La presse qui n’avait hier encore d’yeux que pour lui ne retient aujourd’hui guère ses coups, ses soutiens se raréfient, les appels à sa démission se multiplient, et même son propre parti, le PLR, a condamné ses mensonges. Mais, on ne sait comment, M. Maudet croit avoir conservé la confiance des Genevois. Il a gardé à ce qu’il semble du moins celle de ses collègues, qui, lui ayant certes retiré quelques attributions qu’il serait trop choquant qu’il conserve étant sous enquête pénale, ne l’ont pas moins maintenu à la présidence du Conseil d’Etat, à la tête de la police…et à celle de l’Aéroport ! Genève est devenue une véritable république bananière… Il faut le dire clairement, cette farce navrante est intolérable et doit cesser. Pierre Maudet n’a plus aucune légitimité morale pour continuer à siéger au Conseil d’Etat, et doit démissionner.

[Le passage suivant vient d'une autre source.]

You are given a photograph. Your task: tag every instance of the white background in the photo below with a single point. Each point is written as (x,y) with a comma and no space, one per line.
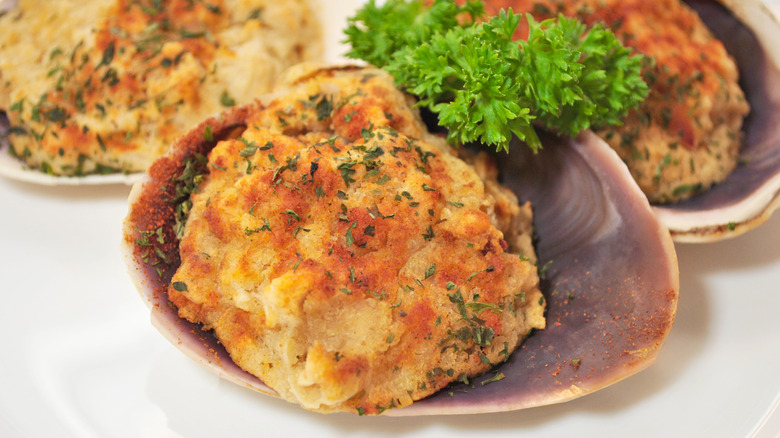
(80,358)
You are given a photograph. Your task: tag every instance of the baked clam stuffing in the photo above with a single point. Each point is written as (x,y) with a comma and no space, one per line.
(686,135)
(350,259)
(94,87)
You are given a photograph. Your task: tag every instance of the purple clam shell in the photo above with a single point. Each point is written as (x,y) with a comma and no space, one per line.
(611,285)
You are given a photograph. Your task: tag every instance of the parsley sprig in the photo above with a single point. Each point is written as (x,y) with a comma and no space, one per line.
(486,87)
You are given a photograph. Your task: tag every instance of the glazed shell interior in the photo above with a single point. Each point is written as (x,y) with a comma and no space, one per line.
(747,198)
(611,278)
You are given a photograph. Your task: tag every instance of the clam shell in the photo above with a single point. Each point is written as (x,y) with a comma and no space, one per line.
(747,198)
(611,285)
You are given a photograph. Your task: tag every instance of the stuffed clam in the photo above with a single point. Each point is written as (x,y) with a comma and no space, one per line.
(605,266)
(703,146)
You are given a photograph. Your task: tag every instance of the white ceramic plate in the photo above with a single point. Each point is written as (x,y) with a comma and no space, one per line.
(80,358)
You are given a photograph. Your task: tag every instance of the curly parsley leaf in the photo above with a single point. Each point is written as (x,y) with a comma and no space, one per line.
(487,87)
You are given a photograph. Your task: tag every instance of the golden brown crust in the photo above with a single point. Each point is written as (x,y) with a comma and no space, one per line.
(350,259)
(686,135)
(95,87)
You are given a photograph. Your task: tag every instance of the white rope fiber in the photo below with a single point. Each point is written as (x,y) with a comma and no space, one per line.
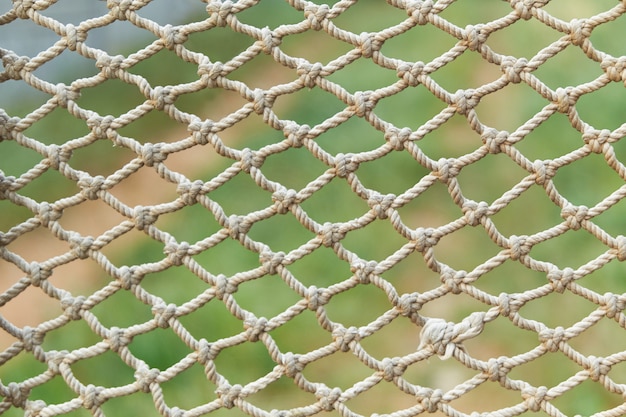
(209,218)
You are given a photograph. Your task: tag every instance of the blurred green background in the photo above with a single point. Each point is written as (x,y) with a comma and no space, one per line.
(587,181)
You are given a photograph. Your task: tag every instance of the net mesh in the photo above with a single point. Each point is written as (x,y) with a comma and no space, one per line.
(249,259)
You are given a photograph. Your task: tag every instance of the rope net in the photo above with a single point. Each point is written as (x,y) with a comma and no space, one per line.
(293,209)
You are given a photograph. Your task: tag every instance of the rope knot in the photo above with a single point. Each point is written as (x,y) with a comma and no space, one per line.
(189,191)
(255,327)
(513,68)
(560,279)
(271,261)
(72,307)
(57,155)
(205,352)
(260,101)
(525,8)
(411,73)
(151,154)
(23,8)
(284,199)
(364,270)
(344,337)
(210,71)
(316,297)
(508,304)
(380,204)
(345,164)
(143,217)
(91,396)
(172,36)
(309,73)
(120,8)
(620,248)
(229,394)
(543,170)
(612,304)
(81,245)
(494,140)
(118,339)
(316,15)
(146,377)
(443,338)
(163,314)
(73,36)
(176,252)
(162,96)
(597,367)
(574,216)
(37,274)
(7,124)
(452,279)
(518,247)
(408,304)
(474,212)
(368,44)
(398,137)
(220,12)
(580,30)
(331,233)
(564,99)
(425,238)
(13,65)
(291,364)
(100,126)
(269,41)
(328,397)
(128,277)
(431,401)
(474,36)
(464,101)
(16,394)
(46,213)
(419,10)
(65,94)
(446,169)
(31,338)
(296,134)
(237,226)
(110,65)
(250,159)
(91,186)
(552,338)
(534,397)
(615,68)
(361,104)
(6,184)
(223,286)
(597,140)
(201,130)
(497,368)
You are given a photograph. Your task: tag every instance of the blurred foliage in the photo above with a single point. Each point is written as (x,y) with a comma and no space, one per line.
(583,182)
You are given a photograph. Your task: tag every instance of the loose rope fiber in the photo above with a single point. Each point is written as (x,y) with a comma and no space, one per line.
(286,208)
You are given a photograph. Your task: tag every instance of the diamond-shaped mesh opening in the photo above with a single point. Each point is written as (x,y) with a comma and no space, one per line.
(134,312)
(611,117)
(588,398)
(292,208)
(106,369)
(551,72)
(594,187)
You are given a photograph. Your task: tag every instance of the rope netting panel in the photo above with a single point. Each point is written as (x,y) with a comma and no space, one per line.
(287,208)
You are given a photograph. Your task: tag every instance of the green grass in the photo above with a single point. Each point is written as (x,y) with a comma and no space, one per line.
(583,182)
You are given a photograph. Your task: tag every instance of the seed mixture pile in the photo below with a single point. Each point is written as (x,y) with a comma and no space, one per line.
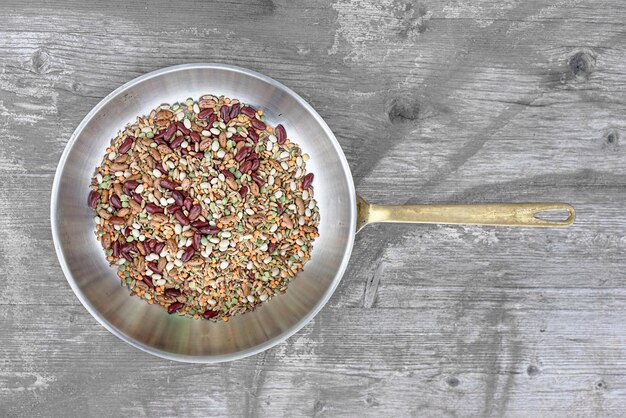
(204,208)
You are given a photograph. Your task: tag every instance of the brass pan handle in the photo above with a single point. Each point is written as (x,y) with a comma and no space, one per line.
(507,214)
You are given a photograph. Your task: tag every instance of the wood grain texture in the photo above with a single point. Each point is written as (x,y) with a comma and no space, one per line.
(455,101)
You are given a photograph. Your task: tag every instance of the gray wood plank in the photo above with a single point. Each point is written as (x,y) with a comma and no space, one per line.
(458,101)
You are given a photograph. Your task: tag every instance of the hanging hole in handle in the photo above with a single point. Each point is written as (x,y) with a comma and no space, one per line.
(559,215)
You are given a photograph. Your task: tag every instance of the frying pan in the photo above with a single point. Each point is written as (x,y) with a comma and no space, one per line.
(149,327)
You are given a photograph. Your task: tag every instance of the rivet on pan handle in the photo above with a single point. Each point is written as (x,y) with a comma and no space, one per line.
(506,214)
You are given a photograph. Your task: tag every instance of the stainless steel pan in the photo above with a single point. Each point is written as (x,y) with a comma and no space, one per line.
(149,327)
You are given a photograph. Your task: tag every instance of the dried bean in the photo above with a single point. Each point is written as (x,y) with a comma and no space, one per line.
(187,254)
(253,135)
(208,314)
(152,208)
(169,184)
(194,212)
(126,145)
(209,230)
(257,124)
(205,113)
(147,280)
(248,111)
(174,307)
(180,217)
(245,166)
(197,237)
(173,293)
(93,199)
(182,128)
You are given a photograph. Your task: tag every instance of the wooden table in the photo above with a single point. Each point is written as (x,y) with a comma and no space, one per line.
(457,101)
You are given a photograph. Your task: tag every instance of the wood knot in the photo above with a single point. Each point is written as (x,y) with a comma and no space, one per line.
(40,61)
(611,139)
(582,64)
(403,110)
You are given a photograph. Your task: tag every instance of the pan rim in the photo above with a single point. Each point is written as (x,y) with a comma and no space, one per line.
(185,357)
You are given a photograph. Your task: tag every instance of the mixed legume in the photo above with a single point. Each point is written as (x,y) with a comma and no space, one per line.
(204,208)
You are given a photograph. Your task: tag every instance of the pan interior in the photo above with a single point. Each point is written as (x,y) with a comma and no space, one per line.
(150,327)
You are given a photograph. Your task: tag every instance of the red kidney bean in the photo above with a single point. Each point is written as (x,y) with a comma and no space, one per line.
(194,212)
(180,217)
(197,240)
(160,141)
(307,180)
(187,254)
(174,307)
(204,114)
(116,249)
(173,208)
(173,293)
(242,154)
(116,202)
(208,314)
(162,169)
(258,180)
(257,124)
(116,220)
(147,280)
(153,266)
(209,230)
(126,248)
(129,186)
(158,247)
(194,136)
(169,132)
(248,111)
(169,184)
(93,198)
(177,141)
(245,166)
(181,127)
(225,113)
(253,135)
(234,111)
(281,134)
(178,197)
(228,174)
(125,147)
(237,138)
(152,208)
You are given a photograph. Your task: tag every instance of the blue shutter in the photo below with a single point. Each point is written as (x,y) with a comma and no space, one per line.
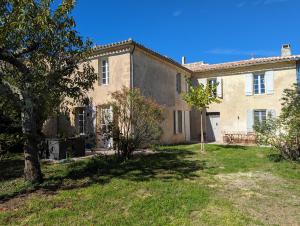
(248,84)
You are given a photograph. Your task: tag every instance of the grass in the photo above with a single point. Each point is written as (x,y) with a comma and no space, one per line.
(176,185)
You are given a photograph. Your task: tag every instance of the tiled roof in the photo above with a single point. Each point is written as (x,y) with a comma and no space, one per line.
(202,67)
(131,42)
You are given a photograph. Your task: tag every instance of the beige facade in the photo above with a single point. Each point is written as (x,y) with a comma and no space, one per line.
(132,65)
(237,107)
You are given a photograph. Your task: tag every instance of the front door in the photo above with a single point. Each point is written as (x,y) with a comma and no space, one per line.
(212,126)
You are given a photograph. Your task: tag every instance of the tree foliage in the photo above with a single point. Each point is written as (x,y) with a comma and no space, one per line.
(200,97)
(40,54)
(283,133)
(136,121)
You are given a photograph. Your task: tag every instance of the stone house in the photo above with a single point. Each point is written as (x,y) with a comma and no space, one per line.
(249,90)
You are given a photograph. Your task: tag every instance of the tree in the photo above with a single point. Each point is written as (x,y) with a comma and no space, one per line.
(200,97)
(135,123)
(40,54)
(283,133)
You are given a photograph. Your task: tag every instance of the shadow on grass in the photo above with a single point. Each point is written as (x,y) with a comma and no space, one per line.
(164,166)
(11,168)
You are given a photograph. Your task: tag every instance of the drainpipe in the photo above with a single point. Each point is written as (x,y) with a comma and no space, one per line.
(131,66)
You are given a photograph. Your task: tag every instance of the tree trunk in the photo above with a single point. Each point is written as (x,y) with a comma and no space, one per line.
(32,170)
(202,135)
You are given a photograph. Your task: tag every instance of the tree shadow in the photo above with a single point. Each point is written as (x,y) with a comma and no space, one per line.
(165,166)
(11,168)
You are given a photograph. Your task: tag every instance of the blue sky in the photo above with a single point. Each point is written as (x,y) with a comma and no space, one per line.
(212,31)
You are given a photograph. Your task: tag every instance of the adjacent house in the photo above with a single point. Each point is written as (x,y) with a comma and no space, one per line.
(249,89)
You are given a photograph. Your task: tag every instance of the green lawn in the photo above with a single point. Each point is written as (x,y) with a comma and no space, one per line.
(176,185)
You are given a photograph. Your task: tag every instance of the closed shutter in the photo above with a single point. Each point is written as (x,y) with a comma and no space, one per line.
(271,113)
(220,87)
(248,84)
(269,79)
(250,121)
(202,81)
(99,71)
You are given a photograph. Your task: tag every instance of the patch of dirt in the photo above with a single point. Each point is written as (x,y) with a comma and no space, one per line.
(263,195)
(17,202)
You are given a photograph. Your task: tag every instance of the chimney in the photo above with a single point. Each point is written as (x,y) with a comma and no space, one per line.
(286,50)
(183,60)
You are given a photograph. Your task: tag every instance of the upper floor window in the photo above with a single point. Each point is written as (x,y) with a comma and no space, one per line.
(104,76)
(178,83)
(212,83)
(259,84)
(260,116)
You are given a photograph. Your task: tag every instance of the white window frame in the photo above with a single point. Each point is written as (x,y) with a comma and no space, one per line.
(259,77)
(213,81)
(104,71)
(260,115)
(81,112)
(106,117)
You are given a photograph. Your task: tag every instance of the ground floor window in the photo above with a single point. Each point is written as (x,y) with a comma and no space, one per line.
(260,116)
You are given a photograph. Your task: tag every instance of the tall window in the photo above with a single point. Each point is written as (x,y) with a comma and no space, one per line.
(179,121)
(212,82)
(106,117)
(260,116)
(81,120)
(178,83)
(105,71)
(259,84)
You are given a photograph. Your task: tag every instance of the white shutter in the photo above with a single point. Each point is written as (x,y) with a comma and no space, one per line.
(272,113)
(248,84)
(202,81)
(269,80)
(220,87)
(250,120)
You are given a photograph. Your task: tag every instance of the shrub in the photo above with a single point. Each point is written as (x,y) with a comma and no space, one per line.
(283,133)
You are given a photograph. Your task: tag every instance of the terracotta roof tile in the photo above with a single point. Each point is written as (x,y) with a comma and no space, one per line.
(202,67)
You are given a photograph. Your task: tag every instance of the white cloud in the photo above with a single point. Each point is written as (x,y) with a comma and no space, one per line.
(177,13)
(236,52)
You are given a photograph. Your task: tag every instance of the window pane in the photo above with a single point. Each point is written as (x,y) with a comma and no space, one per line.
(179,121)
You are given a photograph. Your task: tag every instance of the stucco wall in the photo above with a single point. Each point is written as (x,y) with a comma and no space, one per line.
(157,80)
(234,105)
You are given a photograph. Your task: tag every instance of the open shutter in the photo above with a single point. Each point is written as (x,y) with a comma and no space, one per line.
(250,121)
(269,79)
(202,81)
(99,71)
(248,84)
(220,87)
(272,113)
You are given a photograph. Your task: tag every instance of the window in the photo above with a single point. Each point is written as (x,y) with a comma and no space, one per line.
(213,82)
(179,121)
(174,122)
(105,72)
(260,116)
(106,118)
(81,120)
(178,83)
(259,84)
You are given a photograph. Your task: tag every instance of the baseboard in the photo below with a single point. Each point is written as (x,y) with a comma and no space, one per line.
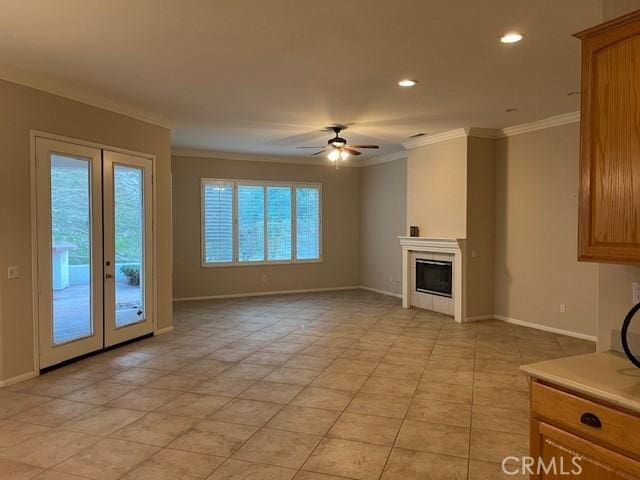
(537,326)
(161,331)
(383,292)
(632,338)
(17,379)
(263,294)
(479,318)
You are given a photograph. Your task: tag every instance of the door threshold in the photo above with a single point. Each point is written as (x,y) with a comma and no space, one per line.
(92,354)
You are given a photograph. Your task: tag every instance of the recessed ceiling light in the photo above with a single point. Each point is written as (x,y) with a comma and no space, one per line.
(512,37)
(407,83)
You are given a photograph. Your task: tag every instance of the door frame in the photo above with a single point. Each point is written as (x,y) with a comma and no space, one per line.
(33,134)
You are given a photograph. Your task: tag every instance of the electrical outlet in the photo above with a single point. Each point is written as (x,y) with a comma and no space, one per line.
(635,292)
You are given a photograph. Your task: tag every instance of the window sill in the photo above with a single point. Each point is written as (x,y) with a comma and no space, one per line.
(259,264)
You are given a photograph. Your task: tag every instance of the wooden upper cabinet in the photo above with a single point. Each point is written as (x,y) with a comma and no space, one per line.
(609,204)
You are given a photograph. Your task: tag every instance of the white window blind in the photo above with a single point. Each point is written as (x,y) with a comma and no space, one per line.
(308,223)
(250,223)
(217,198)
(279,223)
(260,222)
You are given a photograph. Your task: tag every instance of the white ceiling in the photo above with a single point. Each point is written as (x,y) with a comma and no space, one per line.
(263,76)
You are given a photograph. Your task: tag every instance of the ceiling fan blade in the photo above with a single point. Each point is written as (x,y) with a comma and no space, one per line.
(352,151)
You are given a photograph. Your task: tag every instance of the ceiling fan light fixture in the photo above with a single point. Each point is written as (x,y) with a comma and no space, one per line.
(334,155)
(407,82)
(511,37)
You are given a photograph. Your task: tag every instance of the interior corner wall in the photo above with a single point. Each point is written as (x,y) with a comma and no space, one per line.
(383,202)
(340,266)
(24,109)
(437,189)
(536,267)
(480,259)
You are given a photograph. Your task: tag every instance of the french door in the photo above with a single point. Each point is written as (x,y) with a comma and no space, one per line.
(94,249)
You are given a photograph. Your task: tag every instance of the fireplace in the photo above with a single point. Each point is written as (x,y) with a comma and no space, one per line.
(434,277)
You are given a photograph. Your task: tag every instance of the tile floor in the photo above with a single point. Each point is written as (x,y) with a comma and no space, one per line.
(310,387)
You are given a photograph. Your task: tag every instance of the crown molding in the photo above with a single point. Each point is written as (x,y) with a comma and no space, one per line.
(436,138)
(555,121)
(60,89)
(251,157)
(484,132)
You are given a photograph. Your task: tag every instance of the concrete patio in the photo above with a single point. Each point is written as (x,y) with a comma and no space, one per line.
(72,310)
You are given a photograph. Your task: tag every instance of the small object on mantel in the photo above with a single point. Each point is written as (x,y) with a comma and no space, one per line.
(605,376)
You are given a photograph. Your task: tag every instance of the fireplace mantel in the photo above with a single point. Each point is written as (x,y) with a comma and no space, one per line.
(451,246)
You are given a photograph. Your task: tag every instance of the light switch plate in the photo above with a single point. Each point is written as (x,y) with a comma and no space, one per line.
(636,292)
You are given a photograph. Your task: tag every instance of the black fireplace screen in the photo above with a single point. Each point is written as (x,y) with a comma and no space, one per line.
(434,276)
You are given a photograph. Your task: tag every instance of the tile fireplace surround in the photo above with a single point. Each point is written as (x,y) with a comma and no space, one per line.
(448,246)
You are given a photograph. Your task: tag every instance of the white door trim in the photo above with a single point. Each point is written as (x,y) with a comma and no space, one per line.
(33,134)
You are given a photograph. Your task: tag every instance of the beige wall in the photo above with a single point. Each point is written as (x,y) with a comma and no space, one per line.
(481,178)
(341,229)
(536,233)
(615,281)
(437,189)
(383,200)
(23,109)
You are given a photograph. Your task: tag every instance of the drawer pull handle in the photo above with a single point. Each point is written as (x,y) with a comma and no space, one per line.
(591,420)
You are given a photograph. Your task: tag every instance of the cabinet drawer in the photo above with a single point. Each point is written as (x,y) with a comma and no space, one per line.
(615,429)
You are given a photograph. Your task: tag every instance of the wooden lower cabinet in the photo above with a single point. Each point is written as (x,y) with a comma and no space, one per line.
(563,446)
(564,455)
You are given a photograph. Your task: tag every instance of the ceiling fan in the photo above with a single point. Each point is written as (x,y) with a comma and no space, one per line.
(337,147)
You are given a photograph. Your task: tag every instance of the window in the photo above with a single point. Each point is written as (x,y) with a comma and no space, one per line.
(246,223)
(217,201)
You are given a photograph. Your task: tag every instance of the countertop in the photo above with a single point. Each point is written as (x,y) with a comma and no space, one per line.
(606,376)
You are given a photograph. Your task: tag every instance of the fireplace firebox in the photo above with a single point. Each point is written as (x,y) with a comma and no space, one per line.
(434,277)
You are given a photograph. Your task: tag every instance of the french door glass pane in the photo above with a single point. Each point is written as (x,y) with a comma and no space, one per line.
(71,248)
(279,223)
(307,223)
(250,223)
(128,185)
(218,222)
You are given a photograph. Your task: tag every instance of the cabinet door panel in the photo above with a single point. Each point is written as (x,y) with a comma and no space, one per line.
(609,227)
(616,146)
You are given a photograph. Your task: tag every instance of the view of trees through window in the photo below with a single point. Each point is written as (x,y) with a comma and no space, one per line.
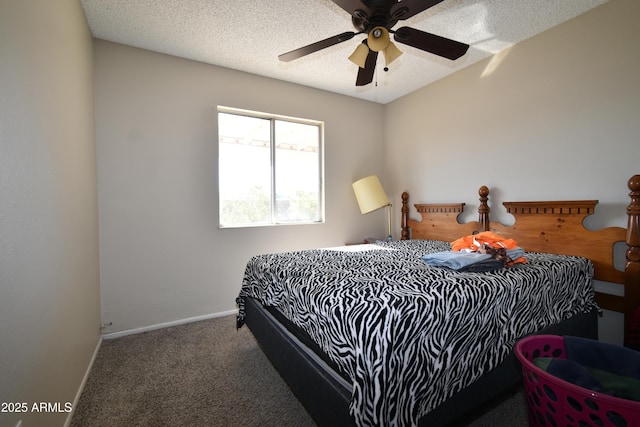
(270,170)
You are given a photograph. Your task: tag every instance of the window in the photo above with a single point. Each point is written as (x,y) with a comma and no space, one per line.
(270,169)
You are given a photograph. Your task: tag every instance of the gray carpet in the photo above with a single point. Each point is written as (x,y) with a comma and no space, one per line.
(204,374)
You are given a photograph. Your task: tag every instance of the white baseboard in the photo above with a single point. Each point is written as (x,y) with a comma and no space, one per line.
(67,422)
(168,324)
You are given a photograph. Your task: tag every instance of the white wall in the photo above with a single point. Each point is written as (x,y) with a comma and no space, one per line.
(163,257)
(49,289)
(555,117)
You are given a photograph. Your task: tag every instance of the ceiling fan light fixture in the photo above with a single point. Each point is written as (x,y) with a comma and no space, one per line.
(391,53)
(359,56)
(378,39)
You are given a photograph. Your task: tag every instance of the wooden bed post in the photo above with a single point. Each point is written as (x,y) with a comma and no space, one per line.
(483,209)
(405,216)
(632,268)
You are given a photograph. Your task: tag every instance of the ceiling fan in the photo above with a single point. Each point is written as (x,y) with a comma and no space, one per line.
(376,19)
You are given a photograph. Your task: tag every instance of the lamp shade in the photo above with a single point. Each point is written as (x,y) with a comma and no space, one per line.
(378,39)
(370,194)
(359,56)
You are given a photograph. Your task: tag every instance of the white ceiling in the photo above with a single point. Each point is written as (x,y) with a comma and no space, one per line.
(248,35)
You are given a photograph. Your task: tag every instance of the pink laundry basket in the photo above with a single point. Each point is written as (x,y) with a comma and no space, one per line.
(552,401)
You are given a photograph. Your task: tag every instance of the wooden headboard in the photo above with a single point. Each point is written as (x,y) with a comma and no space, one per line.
(552,227)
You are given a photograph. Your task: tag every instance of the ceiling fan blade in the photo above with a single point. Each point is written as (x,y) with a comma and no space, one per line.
(350,6)
(314,47)
(437,45)
(365,75)
(405,9)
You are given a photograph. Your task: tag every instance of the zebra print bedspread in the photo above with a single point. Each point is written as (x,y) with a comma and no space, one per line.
(407,335)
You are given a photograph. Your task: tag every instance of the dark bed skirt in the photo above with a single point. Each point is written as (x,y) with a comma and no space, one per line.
(327,399)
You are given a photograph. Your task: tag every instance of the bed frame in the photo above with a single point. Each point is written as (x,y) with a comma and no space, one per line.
(552,227)
(538,226)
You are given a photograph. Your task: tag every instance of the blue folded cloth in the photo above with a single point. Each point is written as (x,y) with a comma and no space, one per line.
(454,260)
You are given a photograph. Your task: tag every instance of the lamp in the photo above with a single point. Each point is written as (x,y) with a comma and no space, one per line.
(359,56)
(371,196)
(377,40)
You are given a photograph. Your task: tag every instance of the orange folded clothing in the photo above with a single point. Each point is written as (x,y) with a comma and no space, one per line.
(488,242)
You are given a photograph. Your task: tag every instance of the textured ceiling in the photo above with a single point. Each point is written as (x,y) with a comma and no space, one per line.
(248,35)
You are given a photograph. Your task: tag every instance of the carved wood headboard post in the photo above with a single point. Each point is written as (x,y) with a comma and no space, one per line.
(483,209)
(405,217)
(632,268)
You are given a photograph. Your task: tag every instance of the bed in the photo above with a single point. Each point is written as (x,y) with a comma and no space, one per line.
(363,337)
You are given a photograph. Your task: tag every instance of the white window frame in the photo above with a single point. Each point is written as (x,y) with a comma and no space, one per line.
(273,118)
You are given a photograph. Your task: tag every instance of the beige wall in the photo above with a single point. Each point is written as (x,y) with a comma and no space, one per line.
(49,290)
(555,117)
(163,257)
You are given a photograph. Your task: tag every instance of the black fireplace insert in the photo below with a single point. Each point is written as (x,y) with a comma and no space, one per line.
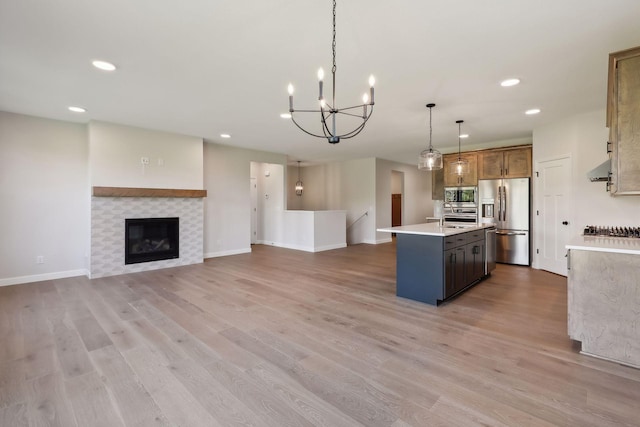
(151,239)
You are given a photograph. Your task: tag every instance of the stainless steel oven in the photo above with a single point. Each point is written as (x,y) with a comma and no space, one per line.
(461,196)
(461,204)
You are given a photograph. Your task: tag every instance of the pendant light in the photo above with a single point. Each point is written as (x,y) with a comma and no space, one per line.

Toute cette affaire a tout de même quelques allures d’histoire édifiante. La calomnie et l’arrivisme ne payent pas toujours, il y aurait comme une justice en ce monde. Au-delà de l’aspect moral, on peut s’interroger si le cas de Pierre Maudet est tellement exceptionnel. Il serait tout de même surprenant que dans un pays capitaliste, où des intérêts financiers aussi colossaux sont présents, la corruption de l’élite politique fût inexistante. Il suffit de penser à la plaie qu’une corruption généralisée de ce type représente pour tant de pays pour voir qu’il ne s’agit aucunement d’une question sans importance pour un parti tel que le nôtre. Mais cette plaie ne touche-t-elle pas déjà la Suisse, et ce en toute légalité ? En effet, il existe dans notre pays, à côté de la corruption illégale que M. Maudet incarnerait (présomption d’innocence oblige), une autre forme de corruption, elle totalement légale : ces élus qui siègent parallèlement dans des conseils d’administration de grandes entreprises, de caisses maladies, etc. ; qui les rémunèrent grassement en jetons de présence, et dont ils défendent en retour les intérêts, plutôt que ceux de leurs électeurs. Est-il plus grave de se faire corrompre, légalement, par une caisse privée ou par une banque que, illégalement, par un prince héritier ? Les dégâts ne sont en tout cas pas moins grands. Rappelons que les magistrats ne peuvent tremper dans ce type de corruption légale tant que dure leur mandat…par contre ils sont souvent récompensés ainsi à la fin de celui-ci. En ce sens, la droite suisse, dont les élus fédéraux cumulent à eux tous un nombre incalculable de conseils d’administration, EST le camp de la corruption. C’est notamment à cause de cette pratique que nous devons payer des primes d’assurance maladie de plus en plus chères, et subir la tyrannie mafieuse des caisses privées. Est-il si étonnant que d’autres formes de corruption aient pu naître dans un camp où une forme de celle-ci est consubstantielle de son identité politique. C’est à tout ce système qu’il convient de s’attaquer, au-delà du cas, choquant, de l’affaire Maudet.